Not so much. It’s turned into an old and very familiar story of how Ottawa works. Years and billions of dollars later, virtually none of the wondrous benefits have come to pass. And in last week’s budget, the new Liberal government quietly gave Shared Services a $384-million infusion over two years to its roughly $1.9-billion annual budget – apparently, to keep creaky old government computer systems from crashing. The agency will get another $75-million to strengthen security.
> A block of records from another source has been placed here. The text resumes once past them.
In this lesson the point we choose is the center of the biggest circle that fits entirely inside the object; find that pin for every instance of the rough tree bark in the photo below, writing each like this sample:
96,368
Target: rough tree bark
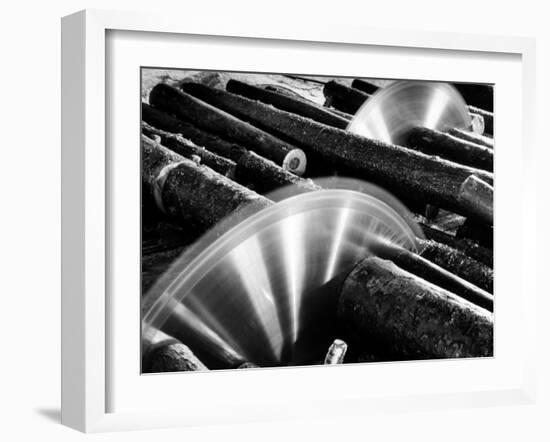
477,197
205,116
168,355
458,263
464,245
287,103
479,95
410,317
364,86
343,98
189,150
189,192
401,170
433,142
425,269
472,137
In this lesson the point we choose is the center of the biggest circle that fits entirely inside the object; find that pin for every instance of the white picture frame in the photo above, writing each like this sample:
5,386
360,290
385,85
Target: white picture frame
86,202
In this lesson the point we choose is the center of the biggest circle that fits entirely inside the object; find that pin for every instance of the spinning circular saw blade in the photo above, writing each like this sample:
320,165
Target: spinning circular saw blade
393,111
263,290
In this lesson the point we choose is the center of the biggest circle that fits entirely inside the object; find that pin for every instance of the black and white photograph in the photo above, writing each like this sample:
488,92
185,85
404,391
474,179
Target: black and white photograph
294,220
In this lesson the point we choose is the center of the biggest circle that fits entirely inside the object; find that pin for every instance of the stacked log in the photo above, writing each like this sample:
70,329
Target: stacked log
206,116
190,192
280,101
343,98
472,137
377,304
208,153
478,95
402,170
364,86
433,142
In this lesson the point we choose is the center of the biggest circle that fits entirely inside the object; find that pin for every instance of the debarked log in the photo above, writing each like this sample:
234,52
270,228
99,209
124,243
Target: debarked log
343,98
487,118
287,103
190,150
402,170
458,263
472,137
212,119
191,192
431,272
433,142
410,317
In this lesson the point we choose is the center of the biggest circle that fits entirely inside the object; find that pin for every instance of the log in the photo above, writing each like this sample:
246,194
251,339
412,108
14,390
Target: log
336,353
364,86
265,176
400,170
205,116
409,317
188,149
433,142
192,193
168,355
464,245
169,123
477,197
251,169
477,232
284,102
487,118
457,263
156,264
472,137
343,98
425,269
477,124
478,95
290,93
248,365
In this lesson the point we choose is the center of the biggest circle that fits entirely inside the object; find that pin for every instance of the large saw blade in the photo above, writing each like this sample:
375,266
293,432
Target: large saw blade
264,291
393,111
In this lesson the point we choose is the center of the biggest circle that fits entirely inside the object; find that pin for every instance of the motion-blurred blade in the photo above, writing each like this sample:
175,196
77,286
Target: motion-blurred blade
265,291
391,112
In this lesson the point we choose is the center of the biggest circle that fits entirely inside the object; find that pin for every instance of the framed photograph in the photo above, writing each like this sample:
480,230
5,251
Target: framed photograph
279,222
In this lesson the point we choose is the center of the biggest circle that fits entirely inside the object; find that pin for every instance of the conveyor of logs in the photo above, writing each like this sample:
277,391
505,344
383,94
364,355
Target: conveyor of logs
206,151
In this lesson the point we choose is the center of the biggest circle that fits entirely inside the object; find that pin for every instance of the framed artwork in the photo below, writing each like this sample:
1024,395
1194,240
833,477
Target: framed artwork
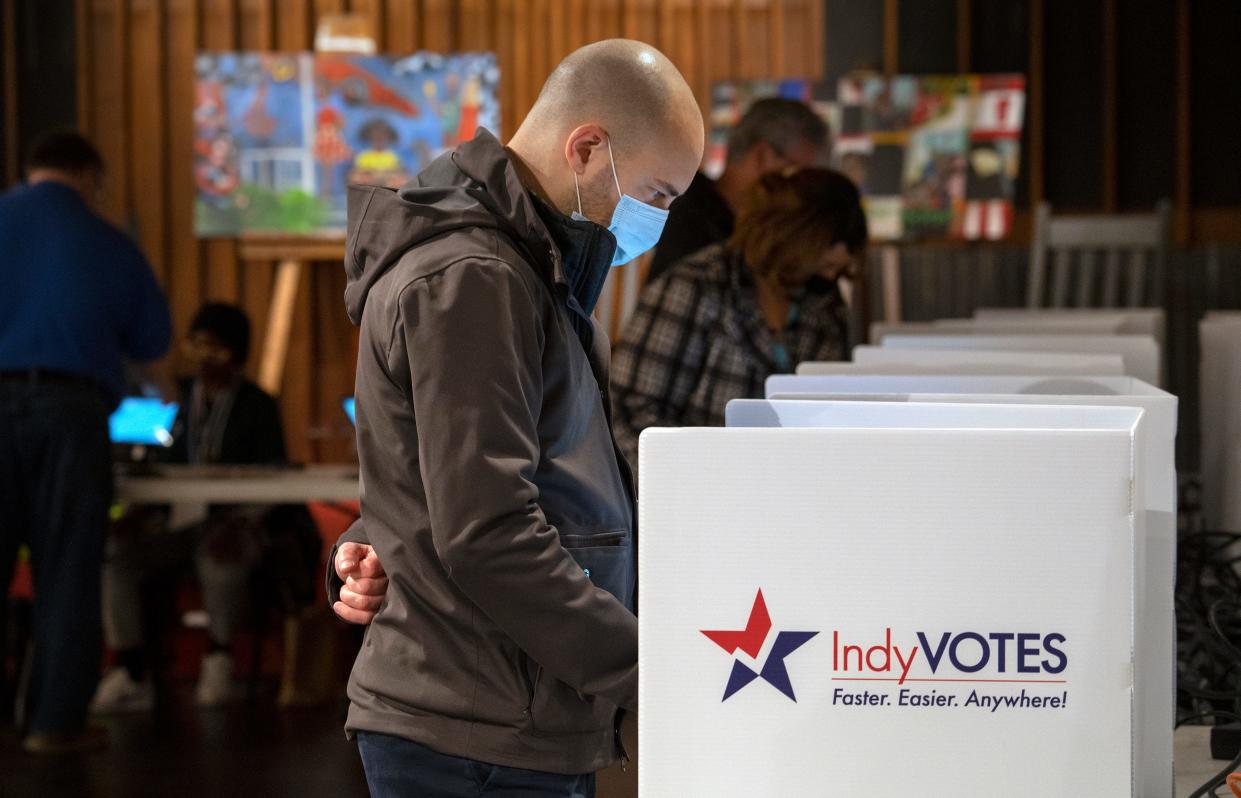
278,137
But this isn’t just an inside-Ottawa tale of serial bungling. There are disturbing real-world consequences of the government’s failure to fix chronic information technology (IT) problems. Websites periodically crash and go offline, sometimes for days, because of continuing database problems. A 2014 cyberattack by Chinese hackers on the National Research Council’s network paralyzed much of its research work for nearly a year. Also in 2014, emergency workers in Saskatchewan lost voice communications for nearly an hour owing to a mix-up between Shared Services and the RCMP.
Not only is Ottawa not saving money, it’s spending more and getting less than it needs in the way of IT. Much of the promised consolidation remains a work in progress, with no clear end-date in sight. The merging of e-mail systems, outsourced to Bell Canada and CGI Group, is already more than a year behind schedule. Fewer than one in five government workers is using new Canada.ca addresses. Efforts to move more than 15,000 computer applications onto three new centralized databases in Gatineau, Que., Barrie, Ont., and at Canadian Forces Base Borden, north of Toronto, are running late. Fewer than 10 per cent of government apps have been shifted over to Shared Services. And an $18-million project aimed at making it easier for users to sort through Statistics Canada data is also badly behind schedule, and some fear it may never be completed.
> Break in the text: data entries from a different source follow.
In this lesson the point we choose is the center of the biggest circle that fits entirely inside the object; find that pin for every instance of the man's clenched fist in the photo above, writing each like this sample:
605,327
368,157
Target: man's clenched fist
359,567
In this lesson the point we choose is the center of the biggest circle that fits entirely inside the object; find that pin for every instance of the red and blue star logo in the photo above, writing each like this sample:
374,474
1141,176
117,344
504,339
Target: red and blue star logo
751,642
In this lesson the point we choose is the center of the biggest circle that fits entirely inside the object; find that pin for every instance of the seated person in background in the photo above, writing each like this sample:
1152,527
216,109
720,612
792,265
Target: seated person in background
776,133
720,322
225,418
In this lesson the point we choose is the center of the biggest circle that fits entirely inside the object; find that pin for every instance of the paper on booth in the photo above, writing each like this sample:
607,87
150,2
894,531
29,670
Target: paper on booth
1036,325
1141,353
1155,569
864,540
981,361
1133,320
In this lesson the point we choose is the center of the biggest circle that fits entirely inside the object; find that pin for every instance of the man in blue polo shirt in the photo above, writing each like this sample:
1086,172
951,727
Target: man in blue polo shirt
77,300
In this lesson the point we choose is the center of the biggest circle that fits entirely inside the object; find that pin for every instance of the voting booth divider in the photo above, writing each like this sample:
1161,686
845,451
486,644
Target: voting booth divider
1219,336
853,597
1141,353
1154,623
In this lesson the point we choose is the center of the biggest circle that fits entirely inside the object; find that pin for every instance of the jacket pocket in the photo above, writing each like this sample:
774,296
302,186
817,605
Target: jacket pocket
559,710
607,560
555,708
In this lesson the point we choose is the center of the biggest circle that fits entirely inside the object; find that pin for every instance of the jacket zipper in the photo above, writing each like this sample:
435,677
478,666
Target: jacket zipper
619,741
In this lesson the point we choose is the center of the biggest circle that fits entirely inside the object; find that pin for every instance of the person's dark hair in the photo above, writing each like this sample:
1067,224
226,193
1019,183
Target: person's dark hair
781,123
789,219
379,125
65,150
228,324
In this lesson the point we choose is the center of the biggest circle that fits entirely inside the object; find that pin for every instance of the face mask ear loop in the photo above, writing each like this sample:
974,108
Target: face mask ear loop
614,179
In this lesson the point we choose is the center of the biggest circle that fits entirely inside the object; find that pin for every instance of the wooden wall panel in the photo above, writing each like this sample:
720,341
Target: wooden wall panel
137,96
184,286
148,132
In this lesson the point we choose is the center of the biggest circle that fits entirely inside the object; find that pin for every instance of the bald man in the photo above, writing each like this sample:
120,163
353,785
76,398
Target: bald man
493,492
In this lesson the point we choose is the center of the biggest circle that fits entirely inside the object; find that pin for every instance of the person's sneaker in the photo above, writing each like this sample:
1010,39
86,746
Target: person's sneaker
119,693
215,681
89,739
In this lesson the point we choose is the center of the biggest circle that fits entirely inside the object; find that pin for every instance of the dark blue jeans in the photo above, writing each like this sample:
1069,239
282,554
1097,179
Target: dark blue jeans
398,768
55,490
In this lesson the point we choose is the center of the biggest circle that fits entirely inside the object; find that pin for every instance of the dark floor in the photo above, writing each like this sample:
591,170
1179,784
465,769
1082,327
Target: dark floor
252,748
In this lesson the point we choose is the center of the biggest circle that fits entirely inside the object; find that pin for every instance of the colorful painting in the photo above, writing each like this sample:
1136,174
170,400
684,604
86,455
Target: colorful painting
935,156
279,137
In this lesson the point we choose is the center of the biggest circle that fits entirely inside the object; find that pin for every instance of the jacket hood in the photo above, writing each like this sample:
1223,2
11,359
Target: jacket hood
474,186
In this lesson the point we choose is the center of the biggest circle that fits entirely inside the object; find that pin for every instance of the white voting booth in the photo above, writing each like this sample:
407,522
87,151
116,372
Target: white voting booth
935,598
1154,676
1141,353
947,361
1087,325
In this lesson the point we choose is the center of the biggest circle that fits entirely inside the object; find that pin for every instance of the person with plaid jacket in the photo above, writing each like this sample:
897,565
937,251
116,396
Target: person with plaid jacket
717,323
Auditor-General Michael Ferguson issued a scathing report in February, outlining Shared Services’ mounting problems and its inability to deliver results. “They have big problems ahead of themselves,” Mr. Ferguson told reporters bluntly.
The view of the new Liberal government is that Shared Services was set up to fail by the Conservatives. The newly created agency was hit with severe budget cuts soon after its creation, leaving the agency starved of the resources it needed to manage a massive transition to new systems and databases.
The question now is can the new government make it right? A key issue is sorting out what information technology the government should develop in-house, and what it should buy off the shelf. In a post-budget brief, Canadian Advanced Technology Alliance president John Reid lamented that “despite longstanding good intentions, the [government’s] procurement model has not modernized to keep up with industry changes and standards. It is not fully aligned with the digital era.”
It’s a missed opportunity to spur innovation, according to CATA. Too often, Ottawa winds up overpaying for inferior IT, while crowding out the private sector by building custom systems rather than buying commercial offerings and spurring the emergence of promising technology exports. The government “has no export sales. … No intellectual property gets created that is patentable,” the group laments.
Of course, CATA, which speaks for Canadian tech companies, has an interest in seeing some of that business flow to its members.
But given recent experience, it’s hard to imagine Ottawa could do worse. Surely there is a better way for Ottawa to acquire the technology it needs to do its work.